Published July 2, 2023 | Version 1.0

Monipar Database: smartwatch movement data to monitor motor competency in subjects with Parkinson's disease

Description

Movement data was collected through smartwatches to monitor motor competence in subjects with Parkinson's Disease (PD). The data set collected for the Monipar study consists of triaxial acceleration data from 21 subjects with PD and 7 healthy control subjects when performing a set of physical exercises while wearing an off-the-shelf smartwatch. Each participant performed the complete set of eight exercises once a week, commonly on the same day and at a similar time. Three Matlab files are provided that contain the raw data of the experimental subgroups: (1) Supervised, (2) Remote, and (3) Healthy control. Additionally, two Matlab files are provided containing the Tremor Labels for selected subjects in the experimental subgroups: (1) Supervised and (2) Remote.
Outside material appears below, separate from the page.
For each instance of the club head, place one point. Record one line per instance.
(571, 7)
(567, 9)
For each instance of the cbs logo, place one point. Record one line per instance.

While the implementation of the experimental protocol for collecting movement data followed a consistent approach for all participants, three distinct experimental subgroups were established:

Remote group: This subgroup consisted of individuals diagnosed with Parkinson's disease (PD) who completed the experimental protocol at their regular PD association.

Supervised group: This subgroup comprised PD patients who underwent the experimental protocol under circumstances similar to the remote group. Additionally, clinical scoring (MDS-UPDRS) is reported for this group in the file "MONIPAR SUBJECTS DATA.xlsx"

Healthy control group: This subgroup consisted of healthy participants who performed exercises under the supervision of research project team members.

Data was collected using a sample rate of 50Hz and expressed in m/s^2.

Check the "Monipar_README.txt" file for details about this dataset. Further details are contained in the following reference -- if you use this dataset, please cite:

Sigcha, L., Polvorinos-Fernández, C., Costa, N., Costa, S., Arezes, P., Gago, M., ... & Pavón, I. "Monipar: Movement data collection tool to monitor motor symptoms in Parkinson's disease using smartwatches and smartphones". Frontiers in Neurology, 14, 1326640. https://doi.org/10.3389/fneur.2023.1326640

References:

Sigcha, L. et al. (2022). Bradykinesia Detection in Parkinson's Disease Using Smartwatches' Inertial Sensors and Deep Learning Methods. Sensors 11, 3879

Sigcha, L. et al. (2021). Automatic Resting Tremor Assessment in Parkinson's Disease Using Smartwatches and Multitask Convolutional Neural Networks. Sensors 21, 291.

Funding:

This research was funded by the following projects:

(1) "Tecnologías Capacitadoras para la Asistencia, Seguimiento y Rehabilitación de Pacientes con Enfermedad de Parkinson". Centro Internacional sobre el envejecimiento, CENIE (código 0348_CIE_6_E) Interreg V-A España-Portugal (POCTEP).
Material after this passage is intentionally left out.